What Does NPK on Fertilizer Mean? Understanding Plant Macronutrients and Micronutrients

With so many plant fertilizers on the market, it can be difficult to identify which ones are good for your vegetables, flowers, and houseplants. It’s easy to get confused with those three NPK numbers on bags of fertilizer, and it can be even more confusing when you look at the back and see what looks like the ingredients of a vitamin bottle. What do the NPK values mean? Are higher numbers always better?

What Does NPK Stand For?

NPK stands for the chemical symbols of the three main elements plants need to grow: Nitrogen(N), Phosphorus(P), and Potassium(K). These numbers you see on fertilizer packaging refer to the percentage by weight of each element. For example, a 10-5-5 fertilizer will have 10% nitrogen, and 5% each of phosphorus and potassium by weight. Blood meal, the highest source of natural nitrogen, usually has an NPK of around 12-0-0, being 12% nitrogen and having only trace amounts of phosphorus or potassium.

Plants that don’t get enough of these nutrients will suffer severe nutrient deficiencies. Plants also need other nutrients in smaller amounts, which will be discussed later on.

 

Main Plant Nutrients

Nitrogen (N)

Nitrogen is an essential element of life, including plants. Nitrogen is an essential component of amino acids, which form the building blocks of proteins. It also forms the core component of chlorophyll which absorbs energy from the sun in photosynthesis.

Nitrogen is all around us in the atmosphere as a gas (N2), but plants can’t absorb nitrogen this way. Instead, nitrogen has to be in the form of nitrate (NO3). Normally, different bacteria in the soil will go through the process of assimilating nitrogen gas, then converting it into nitrate that plants can absorb, which is part of the overall nitrogen cycle.[1]

Practically speaking, nitrogen is the most important nutrient for overall plant growth, especially the growth of leaves and stems.[2] Plants deficient in nitrogen will show yellowing lower leaves while new growth still looks healthy and green. They will also tend to grow more slowly.

Natural nitrogen fertilizers include composted manure, blood meal, used coffee grounds, grass clippings, fertilizer tea made from green plants, and diluted urine.

Phosphorus (P)

Phosphorus is an important component of molecules and enzymes for the growth and health of your plants. While not as easy to detect a deficiency, phosphorus is critical for flower, fruit, and seed formation, root development, and disease resistance.[3]

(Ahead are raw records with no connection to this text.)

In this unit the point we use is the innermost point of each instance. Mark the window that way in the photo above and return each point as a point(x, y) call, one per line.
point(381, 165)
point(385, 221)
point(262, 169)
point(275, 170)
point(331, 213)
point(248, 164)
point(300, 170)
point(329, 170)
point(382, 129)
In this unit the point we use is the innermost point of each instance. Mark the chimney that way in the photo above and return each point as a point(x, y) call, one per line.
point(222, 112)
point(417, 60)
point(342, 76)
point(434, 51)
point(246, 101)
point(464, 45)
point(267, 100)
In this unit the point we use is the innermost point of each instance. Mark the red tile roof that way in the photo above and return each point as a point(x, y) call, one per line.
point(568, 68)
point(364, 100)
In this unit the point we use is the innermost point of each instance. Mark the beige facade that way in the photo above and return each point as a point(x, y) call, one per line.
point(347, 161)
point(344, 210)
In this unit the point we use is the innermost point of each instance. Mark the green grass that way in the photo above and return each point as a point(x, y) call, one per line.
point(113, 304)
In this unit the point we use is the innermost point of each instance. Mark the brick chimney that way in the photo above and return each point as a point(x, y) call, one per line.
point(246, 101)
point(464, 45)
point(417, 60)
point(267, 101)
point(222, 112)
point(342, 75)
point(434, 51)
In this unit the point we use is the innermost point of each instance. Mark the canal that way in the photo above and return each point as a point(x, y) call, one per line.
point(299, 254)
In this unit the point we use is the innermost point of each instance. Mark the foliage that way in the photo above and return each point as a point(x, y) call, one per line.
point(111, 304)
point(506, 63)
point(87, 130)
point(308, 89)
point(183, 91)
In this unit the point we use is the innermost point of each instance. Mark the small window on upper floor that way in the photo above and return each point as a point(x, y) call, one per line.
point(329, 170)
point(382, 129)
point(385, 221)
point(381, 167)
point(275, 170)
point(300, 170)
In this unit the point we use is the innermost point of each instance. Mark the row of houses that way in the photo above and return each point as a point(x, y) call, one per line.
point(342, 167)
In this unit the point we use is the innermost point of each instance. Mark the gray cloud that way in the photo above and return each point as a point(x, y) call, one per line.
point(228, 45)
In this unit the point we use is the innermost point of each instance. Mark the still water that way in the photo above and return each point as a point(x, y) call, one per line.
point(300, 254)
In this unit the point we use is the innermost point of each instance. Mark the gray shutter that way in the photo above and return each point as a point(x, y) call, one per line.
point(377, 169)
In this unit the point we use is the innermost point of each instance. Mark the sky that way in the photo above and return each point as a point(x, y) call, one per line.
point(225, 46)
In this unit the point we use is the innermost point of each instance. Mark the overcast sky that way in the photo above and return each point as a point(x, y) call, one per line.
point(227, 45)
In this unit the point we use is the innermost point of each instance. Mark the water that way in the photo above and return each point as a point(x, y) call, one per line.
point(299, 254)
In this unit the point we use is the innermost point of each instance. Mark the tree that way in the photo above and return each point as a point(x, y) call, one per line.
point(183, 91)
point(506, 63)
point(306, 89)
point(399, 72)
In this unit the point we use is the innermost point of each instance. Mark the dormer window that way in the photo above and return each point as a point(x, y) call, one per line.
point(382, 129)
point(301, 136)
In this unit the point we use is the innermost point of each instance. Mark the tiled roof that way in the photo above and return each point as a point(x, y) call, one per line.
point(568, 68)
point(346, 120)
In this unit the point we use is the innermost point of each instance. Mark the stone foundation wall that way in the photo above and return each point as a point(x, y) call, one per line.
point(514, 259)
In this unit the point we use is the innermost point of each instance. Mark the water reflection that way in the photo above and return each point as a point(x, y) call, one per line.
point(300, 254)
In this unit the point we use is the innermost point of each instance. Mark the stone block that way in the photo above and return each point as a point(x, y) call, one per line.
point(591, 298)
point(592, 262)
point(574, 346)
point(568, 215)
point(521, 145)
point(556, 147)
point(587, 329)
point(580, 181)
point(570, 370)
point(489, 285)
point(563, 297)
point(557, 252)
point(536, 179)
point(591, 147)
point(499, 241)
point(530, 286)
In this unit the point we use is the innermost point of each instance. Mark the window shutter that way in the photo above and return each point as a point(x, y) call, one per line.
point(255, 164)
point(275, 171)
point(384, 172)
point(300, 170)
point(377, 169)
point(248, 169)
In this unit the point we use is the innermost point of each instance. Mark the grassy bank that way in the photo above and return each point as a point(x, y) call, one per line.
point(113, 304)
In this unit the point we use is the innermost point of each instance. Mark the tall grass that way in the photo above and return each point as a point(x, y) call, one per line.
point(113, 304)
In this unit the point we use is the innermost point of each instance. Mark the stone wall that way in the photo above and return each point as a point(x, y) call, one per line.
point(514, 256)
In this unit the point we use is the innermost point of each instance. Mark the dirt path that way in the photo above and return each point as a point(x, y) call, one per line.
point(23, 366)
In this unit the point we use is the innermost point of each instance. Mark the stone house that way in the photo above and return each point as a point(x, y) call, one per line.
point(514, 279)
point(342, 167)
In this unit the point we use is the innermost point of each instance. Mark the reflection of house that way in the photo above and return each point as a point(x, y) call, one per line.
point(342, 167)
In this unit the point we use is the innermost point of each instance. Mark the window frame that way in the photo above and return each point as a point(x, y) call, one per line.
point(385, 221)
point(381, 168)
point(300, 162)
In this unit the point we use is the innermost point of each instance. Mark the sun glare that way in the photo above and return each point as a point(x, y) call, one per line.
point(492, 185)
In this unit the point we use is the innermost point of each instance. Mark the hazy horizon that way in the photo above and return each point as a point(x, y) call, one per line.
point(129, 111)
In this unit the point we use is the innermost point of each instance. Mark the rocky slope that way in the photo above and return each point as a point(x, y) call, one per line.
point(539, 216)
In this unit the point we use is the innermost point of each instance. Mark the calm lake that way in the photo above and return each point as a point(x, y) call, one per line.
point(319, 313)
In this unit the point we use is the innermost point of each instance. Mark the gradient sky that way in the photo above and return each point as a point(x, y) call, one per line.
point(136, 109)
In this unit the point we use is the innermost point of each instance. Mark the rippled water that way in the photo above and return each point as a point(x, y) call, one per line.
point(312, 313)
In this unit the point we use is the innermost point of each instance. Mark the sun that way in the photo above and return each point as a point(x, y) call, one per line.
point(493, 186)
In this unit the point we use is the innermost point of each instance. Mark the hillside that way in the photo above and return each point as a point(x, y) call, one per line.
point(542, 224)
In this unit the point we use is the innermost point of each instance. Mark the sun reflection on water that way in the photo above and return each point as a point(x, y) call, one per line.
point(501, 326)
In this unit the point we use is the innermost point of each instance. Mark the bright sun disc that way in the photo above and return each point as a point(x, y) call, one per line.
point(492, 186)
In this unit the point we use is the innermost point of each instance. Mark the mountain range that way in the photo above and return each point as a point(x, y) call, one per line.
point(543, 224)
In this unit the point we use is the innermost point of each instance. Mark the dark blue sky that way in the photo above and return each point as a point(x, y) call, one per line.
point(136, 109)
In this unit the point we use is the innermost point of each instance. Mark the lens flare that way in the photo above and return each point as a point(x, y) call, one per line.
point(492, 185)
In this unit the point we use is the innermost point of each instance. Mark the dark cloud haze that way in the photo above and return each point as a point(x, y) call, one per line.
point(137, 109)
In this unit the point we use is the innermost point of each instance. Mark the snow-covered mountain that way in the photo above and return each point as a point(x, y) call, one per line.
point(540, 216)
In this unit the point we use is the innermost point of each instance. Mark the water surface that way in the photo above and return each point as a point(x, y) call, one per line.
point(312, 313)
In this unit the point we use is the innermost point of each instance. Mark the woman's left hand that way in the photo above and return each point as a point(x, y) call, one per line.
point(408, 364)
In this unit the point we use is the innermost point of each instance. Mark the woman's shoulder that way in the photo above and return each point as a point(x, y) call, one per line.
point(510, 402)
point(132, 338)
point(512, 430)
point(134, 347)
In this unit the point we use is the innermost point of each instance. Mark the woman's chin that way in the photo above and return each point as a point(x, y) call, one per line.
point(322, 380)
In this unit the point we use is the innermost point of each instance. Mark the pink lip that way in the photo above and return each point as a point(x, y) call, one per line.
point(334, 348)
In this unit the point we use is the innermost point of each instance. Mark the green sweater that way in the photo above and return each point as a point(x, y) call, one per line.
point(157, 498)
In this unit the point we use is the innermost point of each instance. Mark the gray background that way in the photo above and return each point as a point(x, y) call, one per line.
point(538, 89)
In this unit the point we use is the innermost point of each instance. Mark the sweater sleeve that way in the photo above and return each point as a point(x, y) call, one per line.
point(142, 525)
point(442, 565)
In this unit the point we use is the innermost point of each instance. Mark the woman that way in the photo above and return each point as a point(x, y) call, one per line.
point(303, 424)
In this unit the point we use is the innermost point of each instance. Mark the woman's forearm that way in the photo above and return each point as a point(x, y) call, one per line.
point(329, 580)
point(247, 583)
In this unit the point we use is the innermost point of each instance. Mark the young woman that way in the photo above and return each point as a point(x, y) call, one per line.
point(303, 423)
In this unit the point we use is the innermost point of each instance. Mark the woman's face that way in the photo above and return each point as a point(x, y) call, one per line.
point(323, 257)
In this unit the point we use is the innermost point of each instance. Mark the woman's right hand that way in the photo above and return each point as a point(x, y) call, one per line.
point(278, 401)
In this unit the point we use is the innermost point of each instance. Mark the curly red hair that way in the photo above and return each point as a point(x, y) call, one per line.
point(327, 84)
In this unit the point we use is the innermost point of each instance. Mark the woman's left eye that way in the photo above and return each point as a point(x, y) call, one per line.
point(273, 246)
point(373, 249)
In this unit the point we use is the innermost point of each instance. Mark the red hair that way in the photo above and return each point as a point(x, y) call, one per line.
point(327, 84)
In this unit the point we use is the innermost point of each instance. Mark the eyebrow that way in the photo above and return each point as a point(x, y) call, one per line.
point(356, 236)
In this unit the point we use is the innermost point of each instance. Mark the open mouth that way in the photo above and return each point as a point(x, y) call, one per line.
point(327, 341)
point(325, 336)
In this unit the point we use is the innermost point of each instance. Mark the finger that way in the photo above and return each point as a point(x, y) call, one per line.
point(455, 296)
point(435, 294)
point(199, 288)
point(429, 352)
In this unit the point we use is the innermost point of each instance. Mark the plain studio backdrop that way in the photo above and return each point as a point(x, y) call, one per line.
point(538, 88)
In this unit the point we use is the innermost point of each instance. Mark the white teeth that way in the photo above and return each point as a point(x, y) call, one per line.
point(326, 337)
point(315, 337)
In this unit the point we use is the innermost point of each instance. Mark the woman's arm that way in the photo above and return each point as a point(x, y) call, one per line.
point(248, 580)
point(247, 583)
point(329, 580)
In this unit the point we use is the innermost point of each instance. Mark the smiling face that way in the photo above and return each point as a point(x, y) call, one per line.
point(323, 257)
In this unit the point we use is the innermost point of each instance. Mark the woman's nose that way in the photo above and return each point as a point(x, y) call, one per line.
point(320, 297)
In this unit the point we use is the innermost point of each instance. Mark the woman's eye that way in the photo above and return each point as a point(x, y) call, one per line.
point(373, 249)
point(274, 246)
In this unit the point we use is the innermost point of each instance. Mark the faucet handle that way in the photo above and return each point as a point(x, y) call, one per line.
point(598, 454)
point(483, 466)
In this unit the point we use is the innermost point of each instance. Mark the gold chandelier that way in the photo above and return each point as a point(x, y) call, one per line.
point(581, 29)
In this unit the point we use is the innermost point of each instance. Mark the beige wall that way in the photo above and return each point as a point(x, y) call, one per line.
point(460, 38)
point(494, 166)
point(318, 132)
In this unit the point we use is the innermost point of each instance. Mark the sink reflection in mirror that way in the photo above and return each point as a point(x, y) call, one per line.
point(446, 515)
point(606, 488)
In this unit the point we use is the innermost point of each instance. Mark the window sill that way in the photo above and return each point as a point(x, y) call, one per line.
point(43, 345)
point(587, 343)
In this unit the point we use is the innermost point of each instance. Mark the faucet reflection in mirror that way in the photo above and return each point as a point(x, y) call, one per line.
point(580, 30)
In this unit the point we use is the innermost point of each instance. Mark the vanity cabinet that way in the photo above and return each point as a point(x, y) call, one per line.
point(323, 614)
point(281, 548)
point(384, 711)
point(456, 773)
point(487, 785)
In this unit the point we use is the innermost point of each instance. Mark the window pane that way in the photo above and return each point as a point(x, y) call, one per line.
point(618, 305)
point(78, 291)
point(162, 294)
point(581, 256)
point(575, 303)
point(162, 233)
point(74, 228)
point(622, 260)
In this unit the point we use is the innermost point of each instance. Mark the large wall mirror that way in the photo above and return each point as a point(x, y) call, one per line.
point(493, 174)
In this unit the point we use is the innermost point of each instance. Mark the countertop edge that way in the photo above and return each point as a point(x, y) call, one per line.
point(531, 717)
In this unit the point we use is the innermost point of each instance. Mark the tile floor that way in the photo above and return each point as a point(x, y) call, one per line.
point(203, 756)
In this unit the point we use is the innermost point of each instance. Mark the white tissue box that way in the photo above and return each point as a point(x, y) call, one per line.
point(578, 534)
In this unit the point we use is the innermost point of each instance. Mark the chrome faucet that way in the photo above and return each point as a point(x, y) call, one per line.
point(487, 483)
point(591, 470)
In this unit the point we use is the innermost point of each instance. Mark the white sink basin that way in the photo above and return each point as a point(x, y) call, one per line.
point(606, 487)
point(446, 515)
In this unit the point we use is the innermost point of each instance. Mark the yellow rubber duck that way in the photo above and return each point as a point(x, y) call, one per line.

Phosphorus is absorbed in the form of phosphate (PO4). While there are chemical fertilizers with phosphorus in a readily-absorbed state, the main natural source of phosphate is mined rock phosphate.

Other natural phosphorus fertilizers include bone meal (15-22% phosphorus), well-balanced compost, and animal manures. Rabbit manure has the highest amount of phosphorus, with an NPK of 2.4-1.4-0.6 and can be immediately added to soil. Chicken manure has the second highest at 1-0.8-0.4 but requires composting or aging for up to 6 months before it can be applied to the soil safely.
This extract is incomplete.